The Chinese company has filed for expedited permits to construct and operate a plant on a sprawling 1,100 acres — situated between a high school, two churches and an assisted living facility for senior citizens — from the Louisiana Department of Environmental Quality, which is set to study the impact on the local environment and deliver its decision on March 6, 2015.
The plant is part of a recent push by New Orleans–area officials to reach out to Asia’s growing economic powerhouse to redevelop communities still devastated by the effects of natural disasters like Hurricane Katrina. Some of those projects, it appears, have since gone sour. In one instance, which Al Jazeera will explore in the third installment of this series, a company contracted by the city government stands accused of stealing millions of dollars from Chinese investors seeking U.S. citizenship in exchange for building businesses in an underserved neighborhood.
Local economic development authorities told Al Jazeera that St. James Parish is an ideal location for the methanol plant because of readily accessible deep water and cheap fuel from the shale oil boom that will help cut production costs. But it remains unclear what the impetus is behind a methanol plant that plans to send the lion’s share of its product back to China, which is struggling to find a market for the methanol already being produced.

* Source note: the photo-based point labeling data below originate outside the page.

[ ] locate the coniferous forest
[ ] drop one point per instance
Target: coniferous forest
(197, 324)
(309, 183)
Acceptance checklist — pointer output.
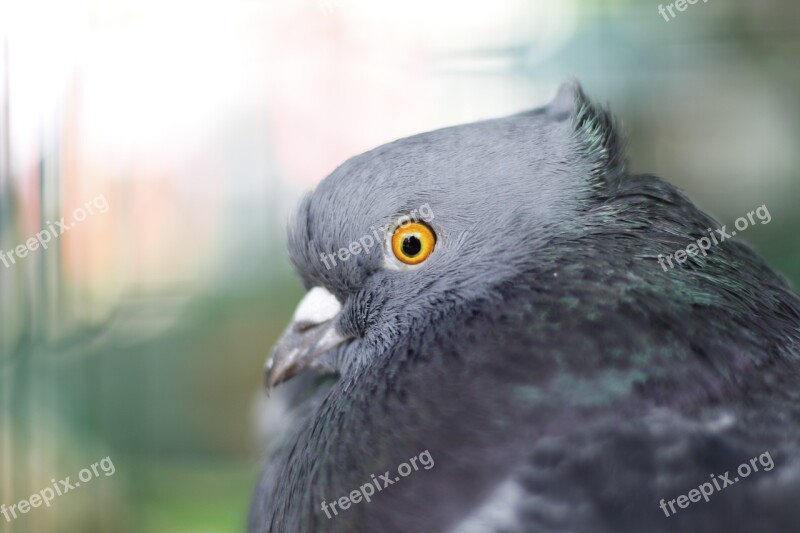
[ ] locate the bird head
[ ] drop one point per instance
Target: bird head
(419, 228)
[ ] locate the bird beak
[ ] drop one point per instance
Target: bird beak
(311, 333)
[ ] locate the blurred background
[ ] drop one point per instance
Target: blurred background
(140, 334)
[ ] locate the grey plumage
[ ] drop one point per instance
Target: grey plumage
(541, 353)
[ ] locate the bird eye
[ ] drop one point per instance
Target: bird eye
(413, 242)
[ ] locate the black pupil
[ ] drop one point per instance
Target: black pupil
(412, 245)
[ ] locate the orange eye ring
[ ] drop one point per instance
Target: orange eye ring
(413, 243)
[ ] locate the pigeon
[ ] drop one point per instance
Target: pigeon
(510, 352)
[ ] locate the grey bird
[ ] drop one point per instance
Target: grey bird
(525, 339)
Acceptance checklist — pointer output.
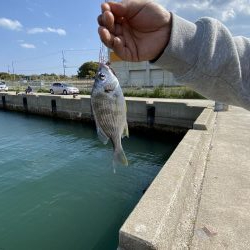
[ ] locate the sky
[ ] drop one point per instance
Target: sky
(39, 36)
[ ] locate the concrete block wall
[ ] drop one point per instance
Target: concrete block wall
(165, 216)
(140, 112)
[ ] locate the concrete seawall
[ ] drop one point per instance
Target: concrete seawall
(165, 216)
(153, 113)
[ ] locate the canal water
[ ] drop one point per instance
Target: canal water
(57, 186)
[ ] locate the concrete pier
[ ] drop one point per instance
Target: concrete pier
(201, 197)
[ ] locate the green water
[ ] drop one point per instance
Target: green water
(57, 186)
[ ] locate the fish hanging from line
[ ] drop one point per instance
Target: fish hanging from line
(109, 110)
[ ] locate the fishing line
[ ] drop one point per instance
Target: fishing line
(103, 57)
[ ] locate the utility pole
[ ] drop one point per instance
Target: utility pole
(13, 71)
(64, 66)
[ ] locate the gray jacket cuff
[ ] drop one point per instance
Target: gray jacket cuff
(181, 53)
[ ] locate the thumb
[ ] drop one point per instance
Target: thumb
(118, 9)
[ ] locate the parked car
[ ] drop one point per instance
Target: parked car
(3, 86)
(62, 88)
(28, 90)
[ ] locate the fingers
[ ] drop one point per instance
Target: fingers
(106, 37)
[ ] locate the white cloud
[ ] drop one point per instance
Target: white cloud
(10, 24)
(220, 9)
(28, 45)
(47, 14)
(60, 32)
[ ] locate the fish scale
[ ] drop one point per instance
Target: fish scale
(109, 110)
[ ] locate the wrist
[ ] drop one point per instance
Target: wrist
(165, 37)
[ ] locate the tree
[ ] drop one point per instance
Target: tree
(88, 70)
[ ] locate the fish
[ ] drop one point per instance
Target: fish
(109, 110)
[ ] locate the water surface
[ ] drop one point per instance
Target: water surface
(57, 186)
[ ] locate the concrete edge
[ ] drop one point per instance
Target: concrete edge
(204, 121)
(165, 216)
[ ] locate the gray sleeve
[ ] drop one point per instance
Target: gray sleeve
(205, 57)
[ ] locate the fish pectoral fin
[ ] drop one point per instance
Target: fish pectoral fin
(125, 131)
(102, 136)
(120, 158)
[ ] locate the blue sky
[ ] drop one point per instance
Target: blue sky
(35, 32)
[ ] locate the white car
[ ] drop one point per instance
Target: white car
(62, 88)
(3, 86)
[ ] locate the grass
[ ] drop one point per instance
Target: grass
(154, 92)
(163, 92)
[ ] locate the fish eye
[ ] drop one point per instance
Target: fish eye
(101, 76)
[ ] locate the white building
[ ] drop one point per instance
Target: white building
(139, 73)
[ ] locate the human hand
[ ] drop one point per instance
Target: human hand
(137, 30)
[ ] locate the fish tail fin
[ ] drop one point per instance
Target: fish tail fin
(120, 157)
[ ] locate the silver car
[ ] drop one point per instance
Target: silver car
(3, 86)
(62, 88)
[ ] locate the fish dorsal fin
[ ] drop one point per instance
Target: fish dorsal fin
(102, 136)
(125, 131)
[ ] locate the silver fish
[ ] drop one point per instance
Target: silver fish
(109, 110)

What is clear is that there are links between Wang’s U.S. subsidiary — Houston-headquartered Yuhuang Chemical Inc. — and the Chinese government and the Jindal administration.
It seems China’s tired of being a polluted pissing pot so they’re joining with Jindal to stick it the poorest of the poor in Louisiana. This story series is a freaking eye-opener. Be sure to read all three parts.

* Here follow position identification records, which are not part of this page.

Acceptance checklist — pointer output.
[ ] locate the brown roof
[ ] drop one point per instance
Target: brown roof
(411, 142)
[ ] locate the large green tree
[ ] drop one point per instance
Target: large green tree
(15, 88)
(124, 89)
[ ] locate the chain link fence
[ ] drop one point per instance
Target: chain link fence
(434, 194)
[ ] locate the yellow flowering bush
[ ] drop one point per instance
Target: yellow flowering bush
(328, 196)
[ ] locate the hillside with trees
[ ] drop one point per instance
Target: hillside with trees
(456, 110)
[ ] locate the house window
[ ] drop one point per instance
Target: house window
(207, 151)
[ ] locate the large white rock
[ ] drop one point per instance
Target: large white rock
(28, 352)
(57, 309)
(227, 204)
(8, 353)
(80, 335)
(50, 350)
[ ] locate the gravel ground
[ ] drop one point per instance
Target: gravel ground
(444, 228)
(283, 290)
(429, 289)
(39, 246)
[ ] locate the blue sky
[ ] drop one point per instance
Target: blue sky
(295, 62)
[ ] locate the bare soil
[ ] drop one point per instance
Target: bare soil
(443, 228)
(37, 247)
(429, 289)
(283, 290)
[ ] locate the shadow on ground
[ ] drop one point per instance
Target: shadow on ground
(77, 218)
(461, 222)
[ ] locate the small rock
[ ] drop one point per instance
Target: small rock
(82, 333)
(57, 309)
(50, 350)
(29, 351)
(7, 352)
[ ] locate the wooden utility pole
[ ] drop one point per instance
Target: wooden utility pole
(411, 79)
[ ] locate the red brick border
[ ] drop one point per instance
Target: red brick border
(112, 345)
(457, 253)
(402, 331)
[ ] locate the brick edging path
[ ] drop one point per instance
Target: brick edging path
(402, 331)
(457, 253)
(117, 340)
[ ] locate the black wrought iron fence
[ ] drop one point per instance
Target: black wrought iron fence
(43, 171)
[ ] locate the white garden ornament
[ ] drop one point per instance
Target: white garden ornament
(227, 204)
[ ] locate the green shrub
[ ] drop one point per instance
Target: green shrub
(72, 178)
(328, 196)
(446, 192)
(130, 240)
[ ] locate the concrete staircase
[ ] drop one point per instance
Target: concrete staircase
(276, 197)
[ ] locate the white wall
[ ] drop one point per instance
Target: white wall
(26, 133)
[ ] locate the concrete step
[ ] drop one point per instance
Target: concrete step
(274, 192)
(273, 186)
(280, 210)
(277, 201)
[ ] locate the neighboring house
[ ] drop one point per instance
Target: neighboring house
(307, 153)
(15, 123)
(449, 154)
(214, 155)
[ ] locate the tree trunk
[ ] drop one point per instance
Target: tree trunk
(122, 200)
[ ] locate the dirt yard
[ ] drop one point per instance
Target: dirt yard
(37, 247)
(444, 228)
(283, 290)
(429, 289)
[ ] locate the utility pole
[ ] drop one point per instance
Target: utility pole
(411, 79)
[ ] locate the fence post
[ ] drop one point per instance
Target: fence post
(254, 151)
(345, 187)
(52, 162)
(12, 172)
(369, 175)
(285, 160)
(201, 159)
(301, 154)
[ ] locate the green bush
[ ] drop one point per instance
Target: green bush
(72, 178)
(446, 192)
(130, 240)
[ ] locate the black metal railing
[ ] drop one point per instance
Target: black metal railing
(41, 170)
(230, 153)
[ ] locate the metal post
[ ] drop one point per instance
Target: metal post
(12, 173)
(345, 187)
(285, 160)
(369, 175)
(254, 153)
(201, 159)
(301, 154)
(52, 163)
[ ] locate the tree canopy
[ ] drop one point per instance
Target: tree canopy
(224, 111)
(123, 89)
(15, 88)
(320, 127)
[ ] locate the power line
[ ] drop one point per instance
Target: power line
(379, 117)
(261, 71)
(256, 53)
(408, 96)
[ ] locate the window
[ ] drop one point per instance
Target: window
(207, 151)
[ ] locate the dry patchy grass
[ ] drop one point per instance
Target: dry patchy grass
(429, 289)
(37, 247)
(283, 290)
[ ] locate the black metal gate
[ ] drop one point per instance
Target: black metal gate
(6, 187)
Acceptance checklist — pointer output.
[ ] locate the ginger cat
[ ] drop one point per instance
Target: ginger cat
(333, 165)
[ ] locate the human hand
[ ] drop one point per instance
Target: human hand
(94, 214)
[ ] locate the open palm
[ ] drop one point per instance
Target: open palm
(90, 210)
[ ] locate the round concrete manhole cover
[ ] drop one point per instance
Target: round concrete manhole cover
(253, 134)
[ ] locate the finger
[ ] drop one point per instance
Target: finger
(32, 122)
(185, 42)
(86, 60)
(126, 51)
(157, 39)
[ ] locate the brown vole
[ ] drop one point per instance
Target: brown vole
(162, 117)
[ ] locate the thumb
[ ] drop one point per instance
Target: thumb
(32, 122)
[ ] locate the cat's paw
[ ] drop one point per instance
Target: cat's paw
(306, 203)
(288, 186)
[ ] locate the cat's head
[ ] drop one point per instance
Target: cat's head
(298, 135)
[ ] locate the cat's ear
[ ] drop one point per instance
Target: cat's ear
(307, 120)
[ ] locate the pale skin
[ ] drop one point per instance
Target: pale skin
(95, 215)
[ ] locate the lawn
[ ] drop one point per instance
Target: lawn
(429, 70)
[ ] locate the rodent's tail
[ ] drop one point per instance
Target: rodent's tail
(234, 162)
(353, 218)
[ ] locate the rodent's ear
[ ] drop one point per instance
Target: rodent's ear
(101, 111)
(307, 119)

Here’s a very sad story. I used to love to go pick out sheet music at the local music stores and in music stores in big cities when I was young. It seems the very last New York Classical Sheet music store has closed.

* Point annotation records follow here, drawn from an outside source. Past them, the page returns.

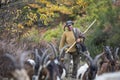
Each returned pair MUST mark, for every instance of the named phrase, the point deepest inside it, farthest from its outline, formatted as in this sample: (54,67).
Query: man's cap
(68,23)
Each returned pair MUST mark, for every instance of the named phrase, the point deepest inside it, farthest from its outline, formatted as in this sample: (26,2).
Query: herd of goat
(20,62)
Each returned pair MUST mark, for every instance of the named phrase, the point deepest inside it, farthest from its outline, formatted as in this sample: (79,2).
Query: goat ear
(53,49)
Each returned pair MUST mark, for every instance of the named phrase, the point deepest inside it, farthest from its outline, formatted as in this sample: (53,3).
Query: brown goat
(109,61)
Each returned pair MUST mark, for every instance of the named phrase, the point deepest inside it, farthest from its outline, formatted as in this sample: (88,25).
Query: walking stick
(83,33)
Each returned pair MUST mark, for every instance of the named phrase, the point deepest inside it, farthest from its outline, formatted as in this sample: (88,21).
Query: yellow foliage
(34,5)
(20,26)
(32,16)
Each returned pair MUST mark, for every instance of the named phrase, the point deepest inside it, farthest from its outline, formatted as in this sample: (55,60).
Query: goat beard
(20,74)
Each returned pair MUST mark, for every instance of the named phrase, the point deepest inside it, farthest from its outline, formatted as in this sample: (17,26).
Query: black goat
(90,74)
(14,68)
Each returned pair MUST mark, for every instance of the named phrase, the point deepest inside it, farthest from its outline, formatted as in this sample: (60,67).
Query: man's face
(69,27)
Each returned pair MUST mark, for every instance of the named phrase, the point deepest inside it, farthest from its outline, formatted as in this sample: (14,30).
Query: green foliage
(51,34)
(31,35)
(106,30)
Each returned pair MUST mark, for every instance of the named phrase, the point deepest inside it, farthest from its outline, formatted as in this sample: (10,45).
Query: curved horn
(89,57)
(37,57)
(108,51)
(62,50)
(54,49)
(97,57)
(12,59)
(43,56)
(116,53)
(22,57)
(47,57)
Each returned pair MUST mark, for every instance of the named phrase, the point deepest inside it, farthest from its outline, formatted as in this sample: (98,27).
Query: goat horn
(37,57)
(54,49)
(22,57)
(89,57)
(116,52)
(97,57)
(107,49)
(62,50)
(45,60)
(43,55)
(12,59)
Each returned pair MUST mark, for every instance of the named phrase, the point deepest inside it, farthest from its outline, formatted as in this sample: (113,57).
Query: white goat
(81,71)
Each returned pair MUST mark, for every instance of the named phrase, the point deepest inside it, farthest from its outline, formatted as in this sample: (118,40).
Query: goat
(109,76)
(17,71)
(46,67)
(109,63)
(81,71)
(58,61)
(92,67)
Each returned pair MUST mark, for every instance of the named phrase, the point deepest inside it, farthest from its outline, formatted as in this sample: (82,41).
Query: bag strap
(75,33)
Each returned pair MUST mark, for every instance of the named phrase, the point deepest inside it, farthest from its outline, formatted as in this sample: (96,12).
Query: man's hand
(79,40)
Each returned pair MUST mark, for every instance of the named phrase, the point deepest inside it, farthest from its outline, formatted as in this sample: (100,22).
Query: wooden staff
(83,33)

Even the home to Carnegie Hall and the New York Philharmonic isn’t immune to the realities of the digital age of music.
Frank Music Company, New York City’s last remaining store dedicated to selling classical sheet music, closed on Friday. Frank’s customers, a community of artists dedicated to playing music written with quills centuries ago, must now buy them online or download PDFs.
The store’s owner, Heidi Rogers, said dwindling sales killed the shop.
“Musicians are underpaid,” she said. “How can they buy music if they’re not getting paid enough?”
Here’s a number that’s a good one. Baby giant tortoises were born on one of the Galapagos Islands for the first time in more than a century!!
For the first time in more than one hundred years, researchers have found newborn baby tortoises on the tiny Galapagos island of Pinzón. It’s a major win for a population that has struggled after being nearly decimated by human impact.
“We found ten tiny, newly hatched saddleback tortoises on the island early last month,” wrote a trio of researchers in the January 15th issue of the journal Nature. “There could be many more, because their size and camouflage makes them hard to spot. Our discovery indicates that the giant tortoise is once again able to reproduce on its own in the wild.”
So, that’s it for me today. Just thought I’d let you know that I’ve gone back to gigging to try to make ends meet. Yesterday, I played the most unique church service I’ve ever done. Well, the service wasn’t unique if you understood Norwegian. It was at the Norwegian Seaman’s church. It’s a Lutheran church funded by the Norwegian government for expats and visiting Norwegians. It was truly an experience! Oh, and Norwegian waffles are the best!!! So, that’s the first adventure. My second adventure will be on Bourbon Street where I will be playing three shows a night (4 times a week) as the straight woman and accompanist to Ms. Jessica Duplantier who is and up and comer and sure to head straight to RuPaul’s reality show Drag Race!!! So, how’s that for a stuffy old Finance professor? Yes, there will be pictures, I promise!
What’s on your reading and blogging list today? Any good news out there?